LLMs care a chance to live in a world where we judge things more based on factual evidence, people more on merrit, politics more on outcomes. But I am afraid it will only be used by those who already get people to act against their own self interests to perpetuate the worsening status quo.

nephihaha 252 days ago

Politics is rarely fact, it is subjective. Right now we are being presented a binary in which we have the choice of being shafted by either government or big business in a top down model. (The reality is a blend of the two as in Davos.) There is little real discussion of individual autonomy in such a discussion or collective bargaining at a grassroots level. Socialism usually ends up being top down control not community empowerment.

raincole 253 days ago

> Either reality has a left bias, or our training data does

Most published polls claimed Trump vs Harris is about 50:50.

Even the more credible analyses like FiveThirtyEight.

So yeah, published information in text form has a certain bias.

silveraxe93 253 days ago

So they are biased because they said it was a toss-up and the election ended up being won by a razor's edge?

Votes wise, the electoral college makes small differences in popular votes have a larger effect in state votes.

PierceJoy 253 days ago

Trump received 49.8% of the vote. Harris received 48.3%. Where is the bias?

Outcomes that don’t match with polls do not necessarily indicate bias. For instance, if Trump had won every single state by a single vote, that would look like a dominating win to someone who only looks at the number of electors for each candidate. But no rational person would consider a win margin of 50 votes be dominating.

raincole 253 days ago

When FiveThirtyEight claimed Harris has 50-in-100 chance, it didn't mean that she'd likely to get 50% of the general vote. It had already taken electoral college into account.

> if Trump had won every single state by a single vote...

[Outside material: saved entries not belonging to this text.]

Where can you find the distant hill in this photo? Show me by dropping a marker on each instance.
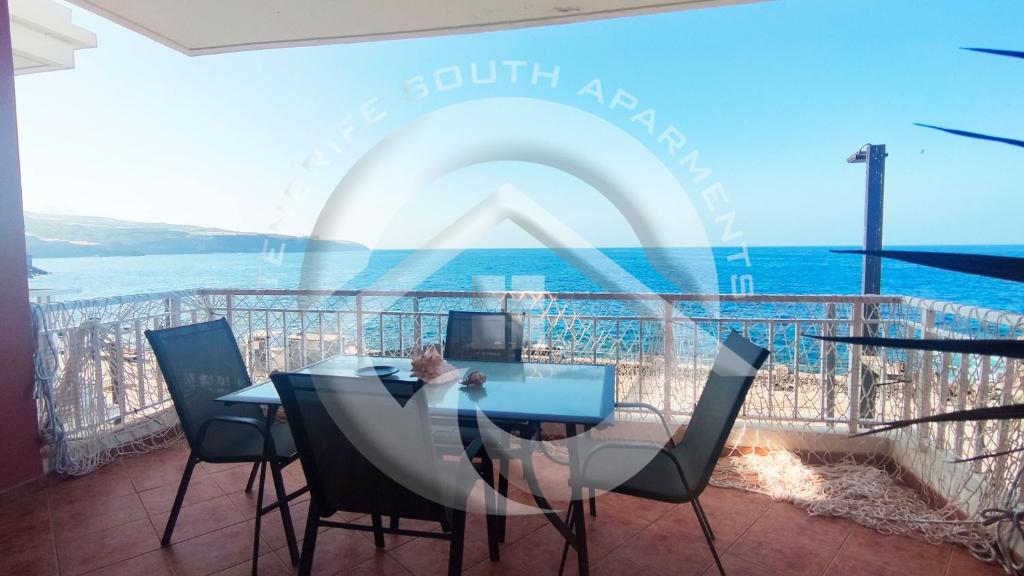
(56, 236)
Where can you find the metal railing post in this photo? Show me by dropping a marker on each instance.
(359, 344)
(854, 376)
(927, 377)
(417, 325)
(669, 343)
(229, 310)
(828, 360)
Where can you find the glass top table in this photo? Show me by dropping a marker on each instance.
(572, 395)
(543, 393)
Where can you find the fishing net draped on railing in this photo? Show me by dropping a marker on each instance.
(99, 392)
(99, 387)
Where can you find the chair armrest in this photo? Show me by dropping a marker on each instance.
(662, 451)
(240, 420)
(649, 408)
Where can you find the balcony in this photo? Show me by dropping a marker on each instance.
(110, 402)
(109, 523)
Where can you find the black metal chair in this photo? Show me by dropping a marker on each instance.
(357, 466)
(677, 472)
(200, 363)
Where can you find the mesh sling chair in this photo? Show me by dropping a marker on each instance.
(200, 363)
(491, 336)
(355, 469)
(677, 472)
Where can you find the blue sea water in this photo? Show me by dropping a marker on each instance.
(774, 271)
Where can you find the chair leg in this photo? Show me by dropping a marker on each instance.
(309, 541)
(252, 478)
(458, 542)
(259, 517)
(488, 505)
(286, 516)
(702, 516)
(565, 547)
(178, 499)
(503, 490)
(708, 534)
(378, 530)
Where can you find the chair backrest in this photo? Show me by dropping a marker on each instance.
(200, 363)
(730, 378)
(357, 440)
(495, 336)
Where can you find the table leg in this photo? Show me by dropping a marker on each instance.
(573, 528)
(579, 523)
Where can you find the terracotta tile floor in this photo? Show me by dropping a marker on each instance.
(109, 524)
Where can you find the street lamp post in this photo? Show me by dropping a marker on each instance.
(873, 157)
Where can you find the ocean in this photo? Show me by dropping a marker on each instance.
(772, 271)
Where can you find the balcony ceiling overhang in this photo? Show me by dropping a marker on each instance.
(43, 38)
(204, 27)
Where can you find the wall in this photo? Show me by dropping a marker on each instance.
(19, 459)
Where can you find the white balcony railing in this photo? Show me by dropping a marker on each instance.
(107, 392)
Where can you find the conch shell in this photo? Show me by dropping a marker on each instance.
(431, 367)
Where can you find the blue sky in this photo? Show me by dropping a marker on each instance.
(773, 96)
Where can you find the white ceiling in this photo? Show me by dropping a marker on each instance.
(43, 37)
(204, 27)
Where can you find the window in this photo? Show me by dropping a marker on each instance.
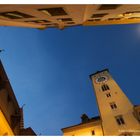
(119, 120)
(15, 15)
(114, 18)
(108, 6)
(98, 15)
(58, 11)
(105, 87)
(70, 22)
(93, 132)
(65, 19)
(108, 95)
(113, 105)
(38, 21)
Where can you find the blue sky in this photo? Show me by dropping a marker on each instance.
(49, 70)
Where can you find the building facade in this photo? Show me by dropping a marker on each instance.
(67, 15)
(118, 116)
(11, 114)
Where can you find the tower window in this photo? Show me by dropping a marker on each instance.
(113, 105)
(56, 11)
(119, 120)
(108, 95)
(105, 87)
(93, 132)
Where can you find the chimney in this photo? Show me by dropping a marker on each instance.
(84, 118)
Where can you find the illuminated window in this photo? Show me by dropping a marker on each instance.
(98, 15)
(119, 120)
(108, 95)
(38, 21)
(108, 6)
(105, 87)
(15, 15)
(57, 11)
(93, 132)
(113, 105)
(65, 19)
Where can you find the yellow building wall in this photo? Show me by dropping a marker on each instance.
(85, 130)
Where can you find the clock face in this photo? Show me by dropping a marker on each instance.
(101, 79)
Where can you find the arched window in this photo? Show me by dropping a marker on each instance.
(105, 87)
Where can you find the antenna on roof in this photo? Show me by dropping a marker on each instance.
(1, 50)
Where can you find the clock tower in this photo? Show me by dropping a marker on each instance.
(116, 111)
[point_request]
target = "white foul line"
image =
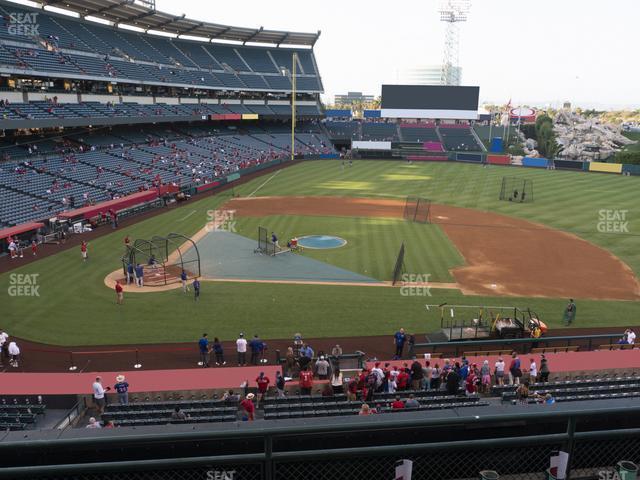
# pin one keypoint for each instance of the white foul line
(263, 184)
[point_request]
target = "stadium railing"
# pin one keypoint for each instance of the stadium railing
(521, 345)
(518, 445)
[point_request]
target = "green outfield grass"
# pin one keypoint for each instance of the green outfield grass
(75, 308)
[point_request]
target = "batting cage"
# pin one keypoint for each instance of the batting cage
(417, 209)
(399, 268)
(514, 189)
(163, 259)
(265, 245)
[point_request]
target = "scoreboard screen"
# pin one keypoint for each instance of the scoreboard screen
(430, 101)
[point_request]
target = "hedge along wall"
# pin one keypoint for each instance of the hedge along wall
(469, 157)
(568, 165)
(631, 169)
(535, 162)
(499, 159)
(605, 167)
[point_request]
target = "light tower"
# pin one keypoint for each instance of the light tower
(452, 12)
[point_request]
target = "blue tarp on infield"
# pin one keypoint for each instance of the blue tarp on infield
(226, 255)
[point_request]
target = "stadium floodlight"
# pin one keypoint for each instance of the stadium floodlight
(452, 12)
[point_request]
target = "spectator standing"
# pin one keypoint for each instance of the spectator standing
(4, 352)
(416, 375)
(98, 394)
(130, 273)
(336, 353)
(570, 312)
(248, 406)
(322, 368)
(280, 384)
(485, 374)
(452, 382)
(306, 382)
(290, 362)
(352, 389)
(218, 350)
(119, 293)
(436, 373)
(402, 379)
(336, 381)
(500, 371)
(93, 423)
(397, 404)
(411, 343)
(203, 346)
(471, 383)
(426, 376)
(631, 337)
(196, 289)
(263, 384)
(14, 354)
(533, 370)
(544, 370)
(412, 402)
(522, 393)
(256, 347)
(399, 339)
(122, 389)
(183, 279)
(307, 351)
(139, 272)
(515, 370)
(241, 347)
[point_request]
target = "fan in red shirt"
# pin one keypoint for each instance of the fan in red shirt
(119, 294)
(403, 379)
(397, 404)
(471, 383)
(248, 406)
(306, 382)
(263, 384)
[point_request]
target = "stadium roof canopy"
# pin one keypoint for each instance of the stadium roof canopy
(141, 14)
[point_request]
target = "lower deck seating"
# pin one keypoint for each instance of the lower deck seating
(20, 416)
(159, 413)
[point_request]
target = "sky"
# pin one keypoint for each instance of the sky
(536, 53)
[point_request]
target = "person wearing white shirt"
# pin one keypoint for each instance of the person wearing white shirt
(241, 347)
(3, 345)
(98, 394)
(500, 371)
(14, 354)
(93, 423)
(533, 371)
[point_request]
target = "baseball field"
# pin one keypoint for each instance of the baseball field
(579, 238)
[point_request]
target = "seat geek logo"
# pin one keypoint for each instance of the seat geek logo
(613, 221)
(23, 23)
(221, 221)
(415, 285)
(24, 285)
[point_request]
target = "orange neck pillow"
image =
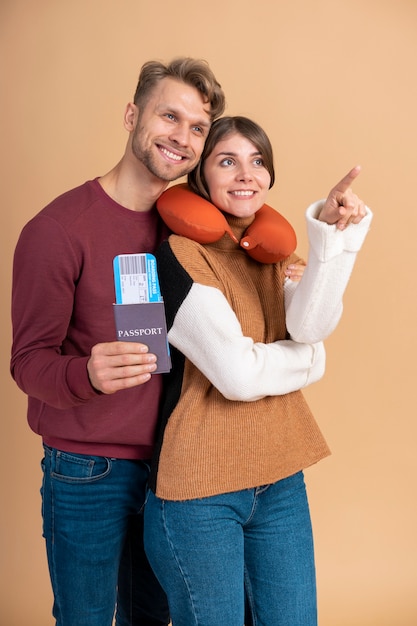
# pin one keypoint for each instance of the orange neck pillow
(269, 239)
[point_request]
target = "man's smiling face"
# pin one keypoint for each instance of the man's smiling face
(171, 129)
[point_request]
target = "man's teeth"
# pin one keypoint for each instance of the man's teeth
(171, 155)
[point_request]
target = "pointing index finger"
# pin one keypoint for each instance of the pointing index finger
(347, 180)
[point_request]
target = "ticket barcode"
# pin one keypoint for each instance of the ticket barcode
(132, 264)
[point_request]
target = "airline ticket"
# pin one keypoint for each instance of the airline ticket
(136, 278)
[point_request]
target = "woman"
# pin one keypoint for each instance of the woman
(227, 514)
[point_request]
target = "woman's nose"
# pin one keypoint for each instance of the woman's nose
(244, 174)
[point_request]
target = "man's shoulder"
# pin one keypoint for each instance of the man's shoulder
(72, 201)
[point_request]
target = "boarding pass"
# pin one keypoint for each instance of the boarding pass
(136, 279)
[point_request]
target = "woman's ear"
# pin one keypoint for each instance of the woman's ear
(130, 116)
(187, 214)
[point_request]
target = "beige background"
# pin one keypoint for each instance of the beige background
(334, 84)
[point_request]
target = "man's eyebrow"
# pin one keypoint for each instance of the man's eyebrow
(234, 154)
(169, 108)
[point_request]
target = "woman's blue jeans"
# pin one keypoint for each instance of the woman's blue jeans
(207, 552)
(93, 527)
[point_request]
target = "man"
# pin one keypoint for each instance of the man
(94, 400)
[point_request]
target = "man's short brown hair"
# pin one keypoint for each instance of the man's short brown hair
(193, 72)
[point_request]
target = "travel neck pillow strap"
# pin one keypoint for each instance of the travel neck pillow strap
(269, 239)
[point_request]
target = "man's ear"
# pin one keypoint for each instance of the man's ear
(130, 117)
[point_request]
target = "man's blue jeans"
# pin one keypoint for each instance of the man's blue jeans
(92, 523)
(207, 551)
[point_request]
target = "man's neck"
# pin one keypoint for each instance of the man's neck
(136, 189)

Yeah sure but in the reality we live in, Trump didn't win the swing states by just one single vote.

duskdozer 252 days ago

"x/100 chance of y winning" for a single event just doesn't really have much meaning or value. if it predicted a 99/100 chance of a Harris victory, Trump winning is still compatible with that model. and despite the presumed urge to say it was inaccurate, it in fact could have been exactly right, but simply that the rare outcome happened. if it instead was predicting a vote share of 99% to 1%, then yeah you could consider that a poor model

armchairhacker 253 days ago

> Most published polls claimed Trump vs Harris is about 50:50.

But were they wrong?

Not objectively. "50:50" means that if Trump and Harris had 1,000 elections, it would be unlikely for Harris to not win about 500. But since there was only one election, and the probability wasn't significantly towards Harris, the outcome doesn't even justify questioning the odds, and definitely doesn't disprove them.

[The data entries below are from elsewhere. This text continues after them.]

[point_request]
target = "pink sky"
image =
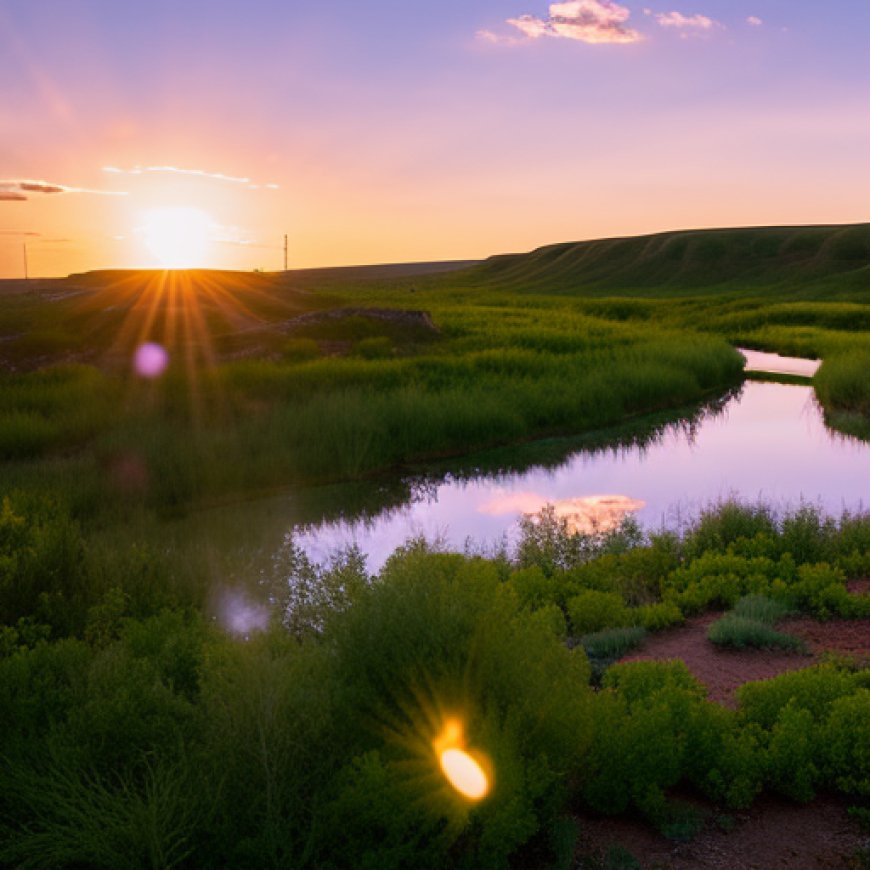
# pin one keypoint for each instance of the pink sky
(384, 132)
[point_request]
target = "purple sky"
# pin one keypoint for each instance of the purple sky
(386, 131)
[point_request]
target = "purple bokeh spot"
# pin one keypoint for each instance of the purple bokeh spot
(150, 360)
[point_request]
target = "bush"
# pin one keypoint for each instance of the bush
(656, 617)
(652, 731)
(593, 611)
(813, 689)
(726, 523)
(437, 636)
(761, 609)
(612, 643)
(845, 738)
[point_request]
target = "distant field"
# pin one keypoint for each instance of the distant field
(332, 374)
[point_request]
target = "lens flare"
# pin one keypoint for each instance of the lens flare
(150, 360)
(464, 774)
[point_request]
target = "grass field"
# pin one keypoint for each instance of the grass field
(284, 379)
(136, 732)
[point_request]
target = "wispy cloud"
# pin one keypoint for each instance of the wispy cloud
(590, 21)
(684, 23)
(197, 173)
(16, 189)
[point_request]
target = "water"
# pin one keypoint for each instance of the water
(759, 361)
(768, 442)
(764, 441)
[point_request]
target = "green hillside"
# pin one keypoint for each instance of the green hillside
(823, 260)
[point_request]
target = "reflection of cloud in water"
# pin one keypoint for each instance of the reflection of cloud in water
(241, 616)
(586, 515)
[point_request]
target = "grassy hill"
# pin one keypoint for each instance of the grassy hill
(824, 260)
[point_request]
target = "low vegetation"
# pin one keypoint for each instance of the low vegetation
(134, 731)
(138, 733)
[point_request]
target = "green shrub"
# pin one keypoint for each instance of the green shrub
(656, 617)
(820, 590)
(534, 588)
(652, 731)
(612, 643)
(813, 689)
(845, 738)
(793, 753)
(435, 636)
(724, 524)
(638, 681)
(593, 611)
(761, 609)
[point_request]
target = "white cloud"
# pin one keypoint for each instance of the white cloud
(678, 21)
(17, 189)
(590, 21)
(198, 173)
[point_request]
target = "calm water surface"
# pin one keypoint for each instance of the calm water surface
(763, 441)
(767, 442)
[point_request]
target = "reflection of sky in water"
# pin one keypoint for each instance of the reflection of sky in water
(769, 443)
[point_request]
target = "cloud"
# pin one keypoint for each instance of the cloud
(198, 173)
(40, 187)
(15, 188)
(590, 21)
(686, 23)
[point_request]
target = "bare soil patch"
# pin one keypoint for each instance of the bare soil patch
(721, 671)
(847, 637)
(774, 834)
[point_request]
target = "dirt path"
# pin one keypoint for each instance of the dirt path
(774, 835)
(724, 671)
(721, 671)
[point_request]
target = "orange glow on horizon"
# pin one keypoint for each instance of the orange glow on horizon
(178, 237)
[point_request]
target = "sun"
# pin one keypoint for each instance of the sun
(178, 237)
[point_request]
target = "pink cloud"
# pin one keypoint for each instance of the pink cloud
(199, 173)
(14, 188)
(590, 21)
(685, 22)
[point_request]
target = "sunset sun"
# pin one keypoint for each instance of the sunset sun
(179, 237)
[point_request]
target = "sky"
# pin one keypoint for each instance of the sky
(200, 132)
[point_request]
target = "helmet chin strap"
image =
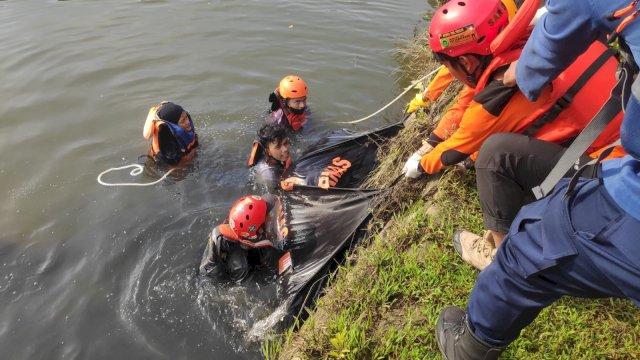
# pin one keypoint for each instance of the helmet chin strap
(482, 64)
(297, 111)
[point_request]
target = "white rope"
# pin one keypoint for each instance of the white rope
(135, 172)
(394, 100)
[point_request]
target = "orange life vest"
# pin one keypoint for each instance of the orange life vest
(577, 94)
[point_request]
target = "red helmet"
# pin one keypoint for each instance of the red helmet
(247, 215)
(292, 87)
(467, 26)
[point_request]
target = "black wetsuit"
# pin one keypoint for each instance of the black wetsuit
(228, 258)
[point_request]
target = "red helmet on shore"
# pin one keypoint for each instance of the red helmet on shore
(292, 87)
(247, 215)
(467, 26)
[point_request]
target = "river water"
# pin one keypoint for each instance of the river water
(95, 272)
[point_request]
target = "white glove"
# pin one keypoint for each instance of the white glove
(412, 168)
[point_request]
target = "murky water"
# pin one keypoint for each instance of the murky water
(92, 272)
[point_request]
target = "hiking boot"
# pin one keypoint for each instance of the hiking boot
(475, 250)
(456, 341)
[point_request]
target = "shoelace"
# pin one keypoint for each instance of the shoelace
(482, 246)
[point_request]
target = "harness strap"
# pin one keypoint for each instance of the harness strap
(607, 112)
(620, 13)
(567, 98)
(574, 179)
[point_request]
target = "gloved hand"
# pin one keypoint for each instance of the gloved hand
(412, 168)
(416, 104)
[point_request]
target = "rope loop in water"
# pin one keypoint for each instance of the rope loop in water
(137, 170)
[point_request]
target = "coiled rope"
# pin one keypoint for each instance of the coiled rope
(137, 170)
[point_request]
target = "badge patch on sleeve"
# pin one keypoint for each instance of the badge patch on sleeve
(459, 36)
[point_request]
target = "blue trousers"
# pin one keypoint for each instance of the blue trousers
(584, 246)
(630, 128)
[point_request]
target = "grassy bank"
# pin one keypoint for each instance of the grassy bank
(384, 302)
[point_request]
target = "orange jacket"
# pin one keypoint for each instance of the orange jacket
(496, 108)
(451, 119)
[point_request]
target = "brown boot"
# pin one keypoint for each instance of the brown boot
(475, 250)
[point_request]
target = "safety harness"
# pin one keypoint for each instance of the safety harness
(617, 101)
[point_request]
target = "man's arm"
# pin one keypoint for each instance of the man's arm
(560, 36)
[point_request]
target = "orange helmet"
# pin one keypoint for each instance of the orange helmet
(511, 6)
(292, 87)
(247, 215)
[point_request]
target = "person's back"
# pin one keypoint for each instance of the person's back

Subjectively, today it seems like Trump's victory was practically inevitable, but that's in part because of hindsight bias. Politics in the US is turbulent, and I can imagine plenty of plausible scenarios where the world was just slightly different and Harris won. For example, what if the Epstein revelations and commentary happened one year earlier?

There's a good argument that political polls in general are unreliable and vacuous; I don't believe this for every poll, but I do for ones that say "50:50" in a country with turbulent "vibe-politics" like the US. If you believe this argument, since none of the polls state anything concrete, it follows that none them are actually wrong (and it's not just the left making this kind of poll).